Verder heeft de rechtbank met juistheid geoordeeld dat voor het Uwv geen aanleiding bestond om appellante te wijzen op de mogelijkheid om artikel 33, derde lid, onder d, van de ZW toe te passen. Dit artikel biedt het Uwv de mogelijkheid om van verdere terugvordering af te zien, indien een bedrag van ten minste 50% van de restsom in één keer wordt afgelost. Met de rechtbank is de Raad van oordeel dat dit artikel geen wettelijke verplichting kent voor het Uwv om appellante op deze mogelijkheid te wijzen, ook niet als de terugvordering het gevolg is van een fout van het Uwv. Appellante heeft bovendien geen verzoek gedaan om van deze mogelijkheid gebruik te maken.
4.5.
Tot slot is in dit geval geen sprake van een dringende reden op grond waarvan het Uwv geheel of gedeeltelijk van terugvordering had moeten afzien.

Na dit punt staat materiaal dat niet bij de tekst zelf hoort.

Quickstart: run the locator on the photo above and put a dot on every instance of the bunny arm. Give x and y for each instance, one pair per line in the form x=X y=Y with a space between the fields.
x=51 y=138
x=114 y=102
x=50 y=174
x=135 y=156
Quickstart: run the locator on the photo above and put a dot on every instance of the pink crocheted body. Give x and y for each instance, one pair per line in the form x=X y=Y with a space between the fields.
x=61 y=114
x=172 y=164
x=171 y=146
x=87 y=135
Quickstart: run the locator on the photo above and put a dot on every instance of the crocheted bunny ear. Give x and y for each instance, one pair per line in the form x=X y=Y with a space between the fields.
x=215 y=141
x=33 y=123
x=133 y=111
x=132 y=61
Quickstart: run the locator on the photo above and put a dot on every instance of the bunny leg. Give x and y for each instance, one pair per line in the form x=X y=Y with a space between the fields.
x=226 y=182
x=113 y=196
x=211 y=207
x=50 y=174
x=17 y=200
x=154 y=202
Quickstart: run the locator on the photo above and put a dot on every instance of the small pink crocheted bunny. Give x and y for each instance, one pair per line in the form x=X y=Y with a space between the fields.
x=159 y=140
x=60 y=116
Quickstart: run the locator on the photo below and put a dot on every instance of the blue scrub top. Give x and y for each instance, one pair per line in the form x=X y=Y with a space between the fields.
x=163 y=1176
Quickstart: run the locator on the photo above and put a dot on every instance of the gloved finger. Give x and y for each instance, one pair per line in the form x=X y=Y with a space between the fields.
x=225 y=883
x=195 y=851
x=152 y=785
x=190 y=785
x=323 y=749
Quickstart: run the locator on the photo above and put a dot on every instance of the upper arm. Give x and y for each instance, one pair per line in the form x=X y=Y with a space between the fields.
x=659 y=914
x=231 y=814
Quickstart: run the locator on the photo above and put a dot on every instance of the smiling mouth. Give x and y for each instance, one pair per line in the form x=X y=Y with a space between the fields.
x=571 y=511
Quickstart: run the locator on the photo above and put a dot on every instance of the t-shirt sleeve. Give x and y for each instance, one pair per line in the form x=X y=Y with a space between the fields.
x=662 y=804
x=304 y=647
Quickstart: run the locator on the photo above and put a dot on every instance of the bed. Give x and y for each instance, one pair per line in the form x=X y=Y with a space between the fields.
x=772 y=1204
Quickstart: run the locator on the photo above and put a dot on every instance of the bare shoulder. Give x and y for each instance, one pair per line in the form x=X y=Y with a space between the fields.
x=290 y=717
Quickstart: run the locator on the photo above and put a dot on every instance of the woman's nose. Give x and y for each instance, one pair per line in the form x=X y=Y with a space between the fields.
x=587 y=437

De Raad is van oordeel dat het Uwv in de situatie van appellante alle relevante feiten en omstandigheden bij de beoordeling van de dringende reden voldoende heeft meegewogen. Het Uwv heeft in zijn reactie gesteld dat hoewel de terugvordering is ontstaan door een fout van het Uwv, een groter gewicht dient toe te komen aan het belang van een juiste vaststelling van het recht op uitkering en terugbetaling van te veel ontvangen uitkering. Daarbij is ook meegewogen dat de fout vrijwel direct na de onjuiste overboeking van het uitkeringsbedrag is hersteld en dat er momenteel niets wordt ingevorderd, waardoor de gevolgen voor de financiële positie van appellante aanzienlijk zijn beperkt.

Conclusie en gevolgen

5. Het hoger beroep slaagt dus niet. De aangevallen uitspraak wordt bevestigd. Dit betekent dat de terugvordering in stand blijft.
6. Appellante krijgt daarom geen vergoeding voor haar proceskosten. Zij krijgt ook het betaalde griffierecht niet terug.

BESLISSING

De Centrale Raad van Beroep bevestigt de aangevallen uitspraak.
Deze uitspraak is gedaan door D.S. de Vries, in tegenwoordigheid van S.S. Blok als griffier. De beslissing is uitgesproken in het openbaar op 16 oktober 2024.